Among the 82 patients who received systemic therapy, RT or skin-directed therapy in the third line, non-skin-related adverse events were present in 18 (22.0%) and absent in 48 (58.5%). The most common hematologic adverse events included febrile neutropenia (12.2%), anemia (6.1%) and leukopenia (4.9%). The most common non-hematologic adverse event (present in > 10 patients) was alopecia (15.9%). Serious adverse events included sepsis in two (2.4%) and both pulmonary embolism and renal failure in one patient.

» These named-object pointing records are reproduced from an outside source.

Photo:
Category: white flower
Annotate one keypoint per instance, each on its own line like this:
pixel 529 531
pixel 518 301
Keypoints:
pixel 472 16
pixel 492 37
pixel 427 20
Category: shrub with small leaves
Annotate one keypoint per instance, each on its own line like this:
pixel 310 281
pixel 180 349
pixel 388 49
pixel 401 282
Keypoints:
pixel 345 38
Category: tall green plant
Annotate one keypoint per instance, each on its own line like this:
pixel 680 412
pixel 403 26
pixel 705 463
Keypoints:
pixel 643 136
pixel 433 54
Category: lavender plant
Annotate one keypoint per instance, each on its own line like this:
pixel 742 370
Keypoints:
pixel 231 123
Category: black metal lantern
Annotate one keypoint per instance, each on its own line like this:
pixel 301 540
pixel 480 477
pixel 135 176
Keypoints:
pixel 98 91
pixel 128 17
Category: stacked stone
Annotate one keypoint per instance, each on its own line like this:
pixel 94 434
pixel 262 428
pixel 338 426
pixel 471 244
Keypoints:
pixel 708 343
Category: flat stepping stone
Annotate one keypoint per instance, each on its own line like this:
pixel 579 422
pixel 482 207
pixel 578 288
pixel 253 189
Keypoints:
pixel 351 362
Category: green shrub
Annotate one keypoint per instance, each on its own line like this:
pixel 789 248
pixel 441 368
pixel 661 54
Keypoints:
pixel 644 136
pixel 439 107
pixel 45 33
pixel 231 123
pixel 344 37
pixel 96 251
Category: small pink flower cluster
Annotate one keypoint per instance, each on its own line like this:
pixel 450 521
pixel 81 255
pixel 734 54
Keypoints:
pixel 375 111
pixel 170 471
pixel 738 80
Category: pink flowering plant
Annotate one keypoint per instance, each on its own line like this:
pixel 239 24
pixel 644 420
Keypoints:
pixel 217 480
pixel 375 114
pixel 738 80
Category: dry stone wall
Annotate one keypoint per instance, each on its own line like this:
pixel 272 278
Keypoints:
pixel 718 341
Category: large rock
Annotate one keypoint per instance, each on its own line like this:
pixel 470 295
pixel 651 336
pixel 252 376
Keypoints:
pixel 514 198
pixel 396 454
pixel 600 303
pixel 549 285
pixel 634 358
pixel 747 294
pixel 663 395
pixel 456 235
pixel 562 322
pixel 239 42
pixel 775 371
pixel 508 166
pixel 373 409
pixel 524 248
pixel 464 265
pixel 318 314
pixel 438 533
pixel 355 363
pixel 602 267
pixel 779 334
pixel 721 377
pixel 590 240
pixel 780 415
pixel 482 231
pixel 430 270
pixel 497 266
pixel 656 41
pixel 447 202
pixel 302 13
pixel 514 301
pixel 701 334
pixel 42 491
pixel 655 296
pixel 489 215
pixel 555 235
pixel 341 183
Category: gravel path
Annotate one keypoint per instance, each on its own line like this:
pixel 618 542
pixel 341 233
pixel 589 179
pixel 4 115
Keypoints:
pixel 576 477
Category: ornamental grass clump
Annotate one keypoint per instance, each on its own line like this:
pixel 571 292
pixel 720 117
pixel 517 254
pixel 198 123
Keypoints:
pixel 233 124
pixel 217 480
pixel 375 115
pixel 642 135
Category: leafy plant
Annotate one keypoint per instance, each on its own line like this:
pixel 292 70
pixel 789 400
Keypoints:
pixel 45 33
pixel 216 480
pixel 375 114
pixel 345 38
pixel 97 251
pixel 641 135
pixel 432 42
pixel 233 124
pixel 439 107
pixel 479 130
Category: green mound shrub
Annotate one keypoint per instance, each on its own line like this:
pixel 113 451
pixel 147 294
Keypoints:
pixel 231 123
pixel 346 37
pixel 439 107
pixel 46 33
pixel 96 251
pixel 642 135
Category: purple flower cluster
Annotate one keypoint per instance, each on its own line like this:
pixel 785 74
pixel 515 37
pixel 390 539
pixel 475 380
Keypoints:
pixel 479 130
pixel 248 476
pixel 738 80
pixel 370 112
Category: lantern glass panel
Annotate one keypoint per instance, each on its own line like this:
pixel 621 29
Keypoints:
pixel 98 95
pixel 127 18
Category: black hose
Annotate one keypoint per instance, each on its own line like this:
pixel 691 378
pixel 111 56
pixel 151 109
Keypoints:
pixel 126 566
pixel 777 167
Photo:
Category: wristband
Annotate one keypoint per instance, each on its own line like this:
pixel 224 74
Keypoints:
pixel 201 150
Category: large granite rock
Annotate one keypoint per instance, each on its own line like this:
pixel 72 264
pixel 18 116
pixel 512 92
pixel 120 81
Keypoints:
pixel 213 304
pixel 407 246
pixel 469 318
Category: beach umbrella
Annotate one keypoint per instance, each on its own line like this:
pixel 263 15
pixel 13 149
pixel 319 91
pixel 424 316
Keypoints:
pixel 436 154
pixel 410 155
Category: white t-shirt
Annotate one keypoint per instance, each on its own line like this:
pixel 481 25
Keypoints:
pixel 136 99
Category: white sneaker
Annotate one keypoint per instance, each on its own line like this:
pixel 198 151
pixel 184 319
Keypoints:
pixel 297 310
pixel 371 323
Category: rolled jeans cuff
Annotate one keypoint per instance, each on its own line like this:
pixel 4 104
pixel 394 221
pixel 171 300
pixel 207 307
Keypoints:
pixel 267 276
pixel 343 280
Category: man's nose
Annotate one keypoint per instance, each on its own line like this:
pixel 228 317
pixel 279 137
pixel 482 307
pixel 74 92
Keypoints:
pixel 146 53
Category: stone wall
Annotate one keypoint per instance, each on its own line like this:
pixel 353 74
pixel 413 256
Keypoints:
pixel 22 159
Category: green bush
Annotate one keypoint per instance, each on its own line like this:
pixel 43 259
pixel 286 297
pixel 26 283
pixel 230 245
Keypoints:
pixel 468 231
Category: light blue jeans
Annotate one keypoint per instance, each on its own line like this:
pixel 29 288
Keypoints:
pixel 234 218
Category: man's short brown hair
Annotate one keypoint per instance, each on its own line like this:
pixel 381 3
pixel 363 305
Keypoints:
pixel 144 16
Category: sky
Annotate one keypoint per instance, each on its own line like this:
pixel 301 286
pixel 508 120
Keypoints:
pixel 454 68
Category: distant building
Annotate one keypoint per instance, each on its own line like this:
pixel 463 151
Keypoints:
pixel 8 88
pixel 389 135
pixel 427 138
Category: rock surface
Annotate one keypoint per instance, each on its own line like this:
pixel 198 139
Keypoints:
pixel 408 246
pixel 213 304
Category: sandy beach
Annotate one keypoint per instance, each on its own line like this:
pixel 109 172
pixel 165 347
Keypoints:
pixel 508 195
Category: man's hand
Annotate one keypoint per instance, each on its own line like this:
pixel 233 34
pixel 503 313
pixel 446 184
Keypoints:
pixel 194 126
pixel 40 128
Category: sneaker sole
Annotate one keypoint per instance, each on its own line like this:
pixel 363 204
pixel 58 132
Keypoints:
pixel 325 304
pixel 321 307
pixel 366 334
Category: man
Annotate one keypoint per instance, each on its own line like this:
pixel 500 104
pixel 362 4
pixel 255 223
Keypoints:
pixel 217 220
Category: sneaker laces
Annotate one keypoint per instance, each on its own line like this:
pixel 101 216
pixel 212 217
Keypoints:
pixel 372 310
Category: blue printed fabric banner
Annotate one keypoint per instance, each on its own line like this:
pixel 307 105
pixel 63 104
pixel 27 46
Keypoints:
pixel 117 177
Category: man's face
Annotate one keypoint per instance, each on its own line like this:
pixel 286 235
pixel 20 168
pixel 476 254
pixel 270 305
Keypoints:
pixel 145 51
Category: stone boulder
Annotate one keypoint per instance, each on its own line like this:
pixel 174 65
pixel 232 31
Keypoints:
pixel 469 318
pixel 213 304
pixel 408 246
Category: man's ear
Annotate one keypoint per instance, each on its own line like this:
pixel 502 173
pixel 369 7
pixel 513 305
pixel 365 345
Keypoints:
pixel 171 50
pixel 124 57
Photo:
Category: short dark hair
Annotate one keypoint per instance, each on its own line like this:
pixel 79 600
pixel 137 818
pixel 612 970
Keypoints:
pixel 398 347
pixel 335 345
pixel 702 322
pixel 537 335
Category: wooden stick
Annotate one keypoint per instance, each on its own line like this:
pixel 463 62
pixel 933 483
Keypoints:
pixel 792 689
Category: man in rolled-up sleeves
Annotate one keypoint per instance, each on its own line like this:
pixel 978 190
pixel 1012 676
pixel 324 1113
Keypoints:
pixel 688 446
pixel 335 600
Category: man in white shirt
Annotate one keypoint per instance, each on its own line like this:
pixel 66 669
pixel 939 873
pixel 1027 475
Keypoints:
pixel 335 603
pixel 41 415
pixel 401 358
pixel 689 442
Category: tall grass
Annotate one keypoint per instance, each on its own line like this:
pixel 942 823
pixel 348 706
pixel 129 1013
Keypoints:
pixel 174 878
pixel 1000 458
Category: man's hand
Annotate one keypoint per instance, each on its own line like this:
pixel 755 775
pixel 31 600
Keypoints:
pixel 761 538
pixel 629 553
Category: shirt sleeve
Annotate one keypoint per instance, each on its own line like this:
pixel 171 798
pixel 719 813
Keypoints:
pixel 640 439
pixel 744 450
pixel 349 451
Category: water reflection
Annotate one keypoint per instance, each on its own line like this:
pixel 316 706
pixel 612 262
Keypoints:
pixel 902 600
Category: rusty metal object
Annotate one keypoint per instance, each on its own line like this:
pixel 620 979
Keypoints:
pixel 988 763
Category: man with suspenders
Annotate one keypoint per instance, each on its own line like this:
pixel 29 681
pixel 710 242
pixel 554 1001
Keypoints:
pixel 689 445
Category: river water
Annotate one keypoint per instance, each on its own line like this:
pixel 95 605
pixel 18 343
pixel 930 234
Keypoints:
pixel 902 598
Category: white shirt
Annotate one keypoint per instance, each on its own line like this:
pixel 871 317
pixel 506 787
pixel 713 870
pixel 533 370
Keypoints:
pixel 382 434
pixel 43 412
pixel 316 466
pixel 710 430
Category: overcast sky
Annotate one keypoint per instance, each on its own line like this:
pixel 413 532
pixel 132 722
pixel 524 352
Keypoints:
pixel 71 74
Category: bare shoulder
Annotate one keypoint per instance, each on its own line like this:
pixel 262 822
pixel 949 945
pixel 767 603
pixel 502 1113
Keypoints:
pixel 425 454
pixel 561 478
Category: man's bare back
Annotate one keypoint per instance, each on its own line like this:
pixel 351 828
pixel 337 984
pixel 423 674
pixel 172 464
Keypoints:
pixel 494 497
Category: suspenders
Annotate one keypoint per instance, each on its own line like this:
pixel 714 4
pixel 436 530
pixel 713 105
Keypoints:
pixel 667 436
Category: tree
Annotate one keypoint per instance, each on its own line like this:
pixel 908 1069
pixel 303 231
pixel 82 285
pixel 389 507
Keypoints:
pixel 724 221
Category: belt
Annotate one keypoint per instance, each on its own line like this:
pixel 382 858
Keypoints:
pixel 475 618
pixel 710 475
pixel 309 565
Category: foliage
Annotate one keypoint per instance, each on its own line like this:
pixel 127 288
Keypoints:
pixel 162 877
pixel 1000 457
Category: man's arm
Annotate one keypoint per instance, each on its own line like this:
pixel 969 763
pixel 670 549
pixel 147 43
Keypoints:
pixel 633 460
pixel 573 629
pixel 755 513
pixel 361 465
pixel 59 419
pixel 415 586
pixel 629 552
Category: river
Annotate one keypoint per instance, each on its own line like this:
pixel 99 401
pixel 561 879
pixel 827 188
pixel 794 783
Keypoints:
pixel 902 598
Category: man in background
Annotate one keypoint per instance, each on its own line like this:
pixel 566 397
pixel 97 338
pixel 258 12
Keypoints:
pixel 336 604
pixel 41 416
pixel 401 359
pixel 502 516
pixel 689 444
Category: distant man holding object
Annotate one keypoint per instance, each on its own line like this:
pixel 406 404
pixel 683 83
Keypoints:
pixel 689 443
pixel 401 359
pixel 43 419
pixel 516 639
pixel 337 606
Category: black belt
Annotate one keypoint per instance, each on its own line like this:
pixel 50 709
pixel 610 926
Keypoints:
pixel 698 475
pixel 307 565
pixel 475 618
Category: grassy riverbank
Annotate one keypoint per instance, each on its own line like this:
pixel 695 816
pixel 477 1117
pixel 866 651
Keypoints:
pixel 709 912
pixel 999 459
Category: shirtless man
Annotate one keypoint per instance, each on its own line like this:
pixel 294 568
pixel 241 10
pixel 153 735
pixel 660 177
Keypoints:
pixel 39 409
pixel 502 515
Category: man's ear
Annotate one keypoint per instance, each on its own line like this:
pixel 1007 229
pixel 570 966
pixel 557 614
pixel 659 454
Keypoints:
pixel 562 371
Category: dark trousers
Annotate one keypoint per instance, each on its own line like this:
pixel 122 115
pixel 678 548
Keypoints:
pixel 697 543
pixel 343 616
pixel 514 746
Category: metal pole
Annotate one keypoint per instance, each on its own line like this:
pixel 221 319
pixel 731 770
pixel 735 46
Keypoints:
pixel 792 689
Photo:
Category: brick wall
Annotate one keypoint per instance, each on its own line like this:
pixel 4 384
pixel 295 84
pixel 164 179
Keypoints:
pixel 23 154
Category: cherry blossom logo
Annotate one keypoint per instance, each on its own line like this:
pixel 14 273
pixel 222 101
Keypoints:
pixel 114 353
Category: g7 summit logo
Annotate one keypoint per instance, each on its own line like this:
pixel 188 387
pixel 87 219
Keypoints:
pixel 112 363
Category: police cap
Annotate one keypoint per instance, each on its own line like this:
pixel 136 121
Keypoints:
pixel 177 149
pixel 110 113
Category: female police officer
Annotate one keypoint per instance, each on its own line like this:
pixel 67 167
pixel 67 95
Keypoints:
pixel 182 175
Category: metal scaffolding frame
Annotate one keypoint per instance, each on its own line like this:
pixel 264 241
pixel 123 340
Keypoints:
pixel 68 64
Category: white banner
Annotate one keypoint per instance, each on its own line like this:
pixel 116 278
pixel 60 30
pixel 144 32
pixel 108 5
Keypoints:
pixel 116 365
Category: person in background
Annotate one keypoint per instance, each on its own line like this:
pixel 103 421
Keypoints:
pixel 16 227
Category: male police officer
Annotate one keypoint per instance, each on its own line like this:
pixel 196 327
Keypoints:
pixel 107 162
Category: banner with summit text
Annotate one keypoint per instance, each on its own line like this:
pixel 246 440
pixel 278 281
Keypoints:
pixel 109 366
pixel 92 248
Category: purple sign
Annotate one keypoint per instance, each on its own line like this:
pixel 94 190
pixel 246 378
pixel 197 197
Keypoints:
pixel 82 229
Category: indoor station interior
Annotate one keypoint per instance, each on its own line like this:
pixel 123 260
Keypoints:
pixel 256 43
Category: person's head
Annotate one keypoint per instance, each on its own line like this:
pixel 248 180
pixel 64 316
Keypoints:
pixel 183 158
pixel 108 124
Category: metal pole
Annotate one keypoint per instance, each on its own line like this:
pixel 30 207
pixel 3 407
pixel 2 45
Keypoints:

4. Treatment Pattern Focusing on Systemic Therapies

The broad treatment pattern (including no treatment) across the three lines of therapy is summarized in Table 2. The number of patients treated with chemotherapy, retinoids and IFN decreased with increasing lines of therapy, while the number of untreated patients increased with increasing lines of therapy. The number of patient treated with novel agents and HDAC inhibitors trended towards a slight increase with increasing lines of therapy.
Table 2. Treatment pattern across the 3 lines of therapy.
Treatment Type 1st Line 2nd Line 3rd Line
n % n % n %
Total, N 157 100 157 100 157 100
Chemotherapy 67 42.7 59 37.6 31 19.7
Retinoids 39 24.8 33 21.0 13 8.3
IFN and corticosteroids 34 21.7 16 10.2 11 7.0
ECP 4 2.5 5 3.2 4 2.5
HDAC inhibitors or novel agents 3 1.9 12 7.6 13 8.3
RT alone and/or skin-directed therapy alone 10 6.4 16 10.2 10 6.4
HSCT or clinical trial * 0 0.0 10 6.4 8 5.1
No treatment 0 0.0 6 3.8 67 42.7

5. Survival Outcomes

At the date of last follow-up, 61 (38.9%) had died, 93 (59.2%) were alive and 3 (1.9%) had unknown survival status. The median age at time of final status was 67.0 years (range: 25.0–85.0). The median duration of follow-up since time of first R/R was 3.2 years (Range: 0.0–26.0 years; IQR: 1.8–5.5 years). The main causes of death were CTCL (52.5%), CTCL complications or toxicity (18.0%), other causes (19.7%) and unknown (9.8%). The Kaplan–Meier curve for OS from time of diagnosis is shown in Figure 2. The median OS from time of diagnosis was 14.8 years (95% CI: 11.6—not reached).
Figure 2. Kaplan–Meier curve for overall survival (OS) from time of diagnosis. Abbreviations: CI: confidence interval; OS: overall survival.
The Kaplan–Meier curve for OS from time of first R/R in patients treated in the second line is shown in Figure 3. The median OS from time of first R/R was 11.5 years (95% CI: 6.5—not reached). In addition, Kaplan–Meier curves for OS from time of R/R1 by primary subtype for Mf, pcALCL and others are shown in Figure 4.
Figure 3. Kaplan–Meier curve for OS from time of first relapsed/refractory in patients receiving second-line therapy. Abbreviations: CI: confidence interval; OS: overall survival; R/R: relapsed/refractory.
Figure 4. Kaplan–Meier curve for OS from time of R/R1 by primary subtype.
The Kaplan–Meier curve for PFS from time of first R/R in patients treated in the second line is shown in Figure 5. The median PFS from time of first R/R was 1.2 years (95% CI: 0.9–1.8).
Figure 5. Kaplan–Meier curve for progression-free survival (PFS) from time of first R/R in patients receiving second-line therapy. Abbreviations: CI: confidence interval; PFS: progression-free survival; R/R: relapsed/refractory.